Zuckerberg dovrebbe essere più determinato nel affrontare la piaga della disinformazione politica veicolata sui social media di Facebook e Instagram, come documentato da varie inchieste (tra cui anche Russiagate sull’interferenze elettorali della Russia durante le elezioni presidenziali del 2016).

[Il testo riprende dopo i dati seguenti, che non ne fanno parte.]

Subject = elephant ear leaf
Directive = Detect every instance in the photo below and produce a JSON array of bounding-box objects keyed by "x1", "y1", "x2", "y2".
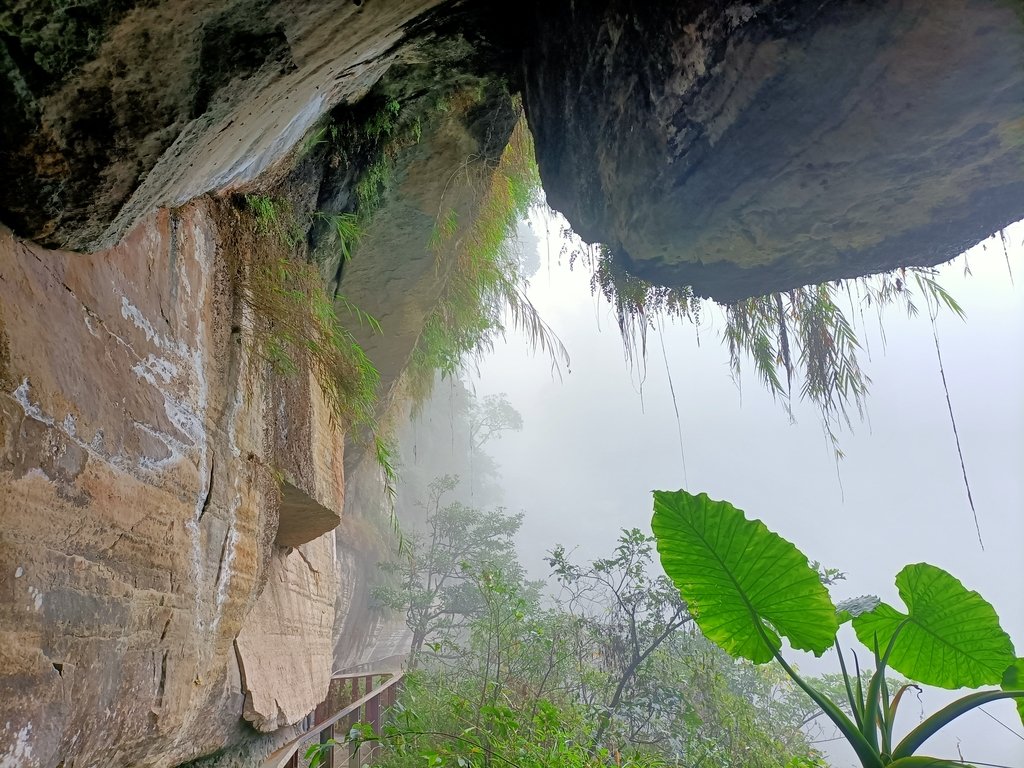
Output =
[
  {"x1": 853, "y1": 563, "x2": 1016, "y2": 688},
  {"x1": 651, "y1": 490, "x2": 838, "y2": 664},
  {"x1": 1002, "y1": 658, "x2": 1024, "y2": 723}
]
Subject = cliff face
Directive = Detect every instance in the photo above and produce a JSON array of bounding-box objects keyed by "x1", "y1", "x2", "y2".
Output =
[
  {"x1": 0, "y1": 6, "x2": 514, "y2": 766},
  {"x1": 0, "y1": 0, "x2": 1024, "y2": 768},
  {"x1": 524, "y1": 0, "x2": 1024, "y2": 301},
  {"x1": 0, "y1": 201, "x2": 343, "y2": 765}
]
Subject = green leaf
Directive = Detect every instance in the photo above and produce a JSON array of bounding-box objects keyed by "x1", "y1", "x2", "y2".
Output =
[
  {"x1": 651, "y1": 490, "x2": 837, "y2": 664},
  {"x1": 853, "y1": 563, "x2": 1016, "y2": 688},
  {"x1": 1000, "y1": 658, "x2": 1024, "y2": 723}
]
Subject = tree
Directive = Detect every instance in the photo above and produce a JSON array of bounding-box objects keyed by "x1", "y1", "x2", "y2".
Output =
[
  {"x1": 374, "y1": 475, "x2": 522, "y2": 668},
  {"x1": 548, "y1": 528, "x2": 690, "y2": 745},
  {"x1": 468, "y1": 392, "x2": 522, "y2": 499}
]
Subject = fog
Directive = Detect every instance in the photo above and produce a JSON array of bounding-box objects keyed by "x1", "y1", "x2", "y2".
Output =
[{"x1": 448, "y1": 215, "x2": 1024, "y2": 767}]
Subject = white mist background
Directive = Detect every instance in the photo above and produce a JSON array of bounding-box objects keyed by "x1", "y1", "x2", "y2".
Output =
[{"x1": 469, "y1": 214, "x2": 1024, "y2": 768}]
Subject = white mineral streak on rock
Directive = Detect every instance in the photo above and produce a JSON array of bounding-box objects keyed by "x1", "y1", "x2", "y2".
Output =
[{"x1": 0, "y1": 723, "x2": 32, "y2": 768}]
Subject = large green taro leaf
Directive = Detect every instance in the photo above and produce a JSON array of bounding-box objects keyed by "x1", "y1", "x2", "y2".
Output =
[
  {"x1": 1001, "y1": 658, "x2": 1024, "y2": 723},
  {"x1": 651, "y1": 490, "x2": 837, "y2": 664},
  {"x1": 853, "y1": 563, "x2": 1016, "y2": 688}
]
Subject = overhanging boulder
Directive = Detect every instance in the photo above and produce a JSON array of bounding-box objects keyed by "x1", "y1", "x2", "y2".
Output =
[{"x1": 524, "y1": 0, "x2": 1024, "y2": 300}]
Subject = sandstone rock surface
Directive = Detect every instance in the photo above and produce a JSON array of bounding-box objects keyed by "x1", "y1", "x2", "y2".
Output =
[
  {"x1": 0, "y1": 201, "x2": 343, "y2": 768},
  {"x1": 524, "y1": 0, "x2": 1024, "y2": 300}
]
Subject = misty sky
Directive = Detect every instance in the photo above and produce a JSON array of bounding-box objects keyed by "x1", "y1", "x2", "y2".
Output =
[{"x1": 462, "y1": 210, "x2": 1024, "y2": 767}]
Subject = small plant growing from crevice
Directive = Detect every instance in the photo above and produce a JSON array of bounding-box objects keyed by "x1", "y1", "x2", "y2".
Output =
[
  {"x1": 651, "y1": 490, "x2": 1024, "y2": 768},
  {"x1": 408, "y1": 118, "x2": 568, "y2": 401},
  {"x1": 311, "y1": 211, "x2": 366, "y2": 262}
]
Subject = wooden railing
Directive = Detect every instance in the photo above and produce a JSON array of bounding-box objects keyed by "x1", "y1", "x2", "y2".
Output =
[{"x1": 262, "y1": 672, "x2": 404, "y2": 768}]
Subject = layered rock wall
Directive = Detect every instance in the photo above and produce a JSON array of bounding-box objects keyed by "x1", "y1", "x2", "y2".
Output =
[
  {"x1": 523, "y1": 0, "x2": 1024, "y2": 301},
  {"x1": 0, "y1": 201, "x2": 343, "y2": 766}
]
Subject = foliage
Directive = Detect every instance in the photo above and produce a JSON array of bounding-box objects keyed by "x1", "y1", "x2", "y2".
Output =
[
  {"x1": 312, "y1": 211, "x2": 366, "y2": 262},
  {"x1": 469, "y1": 392, "x2": 522, "y2": 451},
  {"x1": 652, "y1": 490, "x2": 1024, "y2": 768},
  {"x1": 409, "y1": 118, "x2": 568, "y2": 400},
  {"x1": 569, "y1": 246, "x2": 965, "y2": 457},
  {"x1": 374, "y1": 475, "x2": 522, "y2": 668},
  {"x1": 548, "y1": 528, "x2": 690, "y2": 743},
  {"x1": 237, "y1": 228, "x2": 380, "y2": 434},
  {"x1": 344, "y1": 530, "x2": 819, "y2": 768},
  {"x1": 233, "y1": 195, "x2": 404, "y2": 524}
]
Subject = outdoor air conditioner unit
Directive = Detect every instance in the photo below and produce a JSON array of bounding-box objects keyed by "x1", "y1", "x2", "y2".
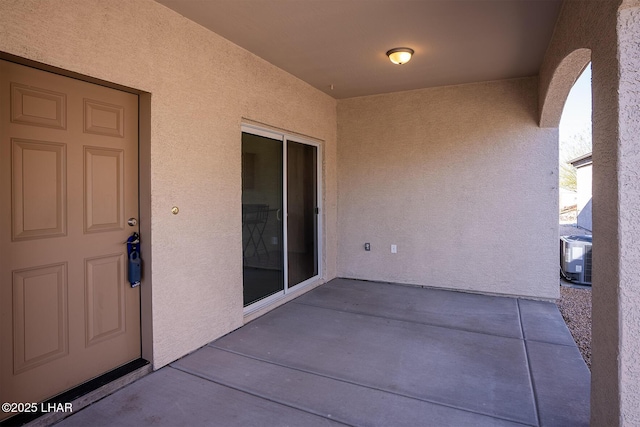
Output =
[{"x1": 560, "y1": 235, "x2": 593, "y2": 285}]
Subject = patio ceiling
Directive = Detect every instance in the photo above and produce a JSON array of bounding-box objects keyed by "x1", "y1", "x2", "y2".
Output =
[{"x1": 156, "y1": 0, "x2": 562, "y2": 99}]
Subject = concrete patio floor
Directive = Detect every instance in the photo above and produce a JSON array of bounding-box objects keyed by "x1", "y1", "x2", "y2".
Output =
[{"x1": 59, "y1": 279, "x2": 590, "y2": 427}]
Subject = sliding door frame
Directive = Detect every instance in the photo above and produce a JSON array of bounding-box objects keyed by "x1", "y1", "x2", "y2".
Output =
[{"x1": 241, "y1": 124, "x2": 324, "y2": 316}]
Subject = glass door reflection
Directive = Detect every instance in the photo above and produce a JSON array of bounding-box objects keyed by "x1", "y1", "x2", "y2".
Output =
[{"x1": 242, "y1": 132, "x2": 284, "y2": 307}]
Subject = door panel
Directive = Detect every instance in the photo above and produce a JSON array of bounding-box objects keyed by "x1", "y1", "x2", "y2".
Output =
[
  {"x1": 242, "y1": 132, "x2": 284, "y2": 307},
  {"x1": 0, "y1": 61, "x2": 140, "y2": 417},
  {"x1": 287, "y1": 141, "x2": 318, "y2": 288},
  {"x1": 11, "y1": 138, "x2": 67, "y2": 240}
]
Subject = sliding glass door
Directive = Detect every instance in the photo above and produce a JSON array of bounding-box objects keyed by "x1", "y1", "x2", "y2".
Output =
[
  {"x1": 287, "y1": 141, "x2": 318, "y2": 287},
  {"x1": 242, "y1": 126, "x2": 320, "y2": 307}
]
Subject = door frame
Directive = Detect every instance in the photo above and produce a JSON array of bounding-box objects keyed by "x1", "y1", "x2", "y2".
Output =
[
  {"x1": 241, "y1": 123, "x2": 324, "y2": 316},
  {"x1": 0, "y1": 51, "x2": 153, "y2": 365}
]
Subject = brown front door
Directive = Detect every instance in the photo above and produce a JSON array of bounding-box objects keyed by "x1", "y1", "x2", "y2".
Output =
[{"x1": 0, "y1": 61, "x2": 140, "y2": 419}]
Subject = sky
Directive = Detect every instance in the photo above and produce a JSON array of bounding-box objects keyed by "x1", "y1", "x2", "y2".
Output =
[{"x1": 560, "y1": 63, "x2": 591, "y2": 141}]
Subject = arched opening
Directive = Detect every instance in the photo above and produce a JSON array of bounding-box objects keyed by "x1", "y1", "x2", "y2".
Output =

Anche se rimane di gran lunga in netta minoranza rispetto alle 350 mila persone che lavorano per Facebook, il gruppo di dipendenti propone, quindi, una serie di soluzioni alternative da adottare:
- Applicare il fact-checking anche alle inserzioni politiche pubblicate a pagamento, come con gli altri contenuti pubblicati sui social media;
- Intervenire sull’aspetto visivo degli ad politici in modo tale da rendere facilmente riconoscibile i contenuti sponsorizzati;
- Limitare (regolamentare maggiormente) l’utilizzo di strumenti Facebook per profilare gli utenti e indirizzare contenuti ad hoc a seconda del target, come viene fatto sulla piattaforma per le inserzioni commerciali;
- Rispettare il silenzio elettorale, come è previsto per altri media (come la televisione), possibilmente creando un nuova regola che possa essere applicata in tutto il mondo;
- Introdurre un tetto per le sponsorizzazioni, riducendo la forbice dei finanziamenti per la pubblicità sul social.
Facebook ha anche risposto alla lettera dei dipendenti scrivendo: “Rimaniamo impegnati a non censurare i discorsi politici e continueremo a esplorare ulteriori passi per portare maggiore trasparenza agli annunci politici.”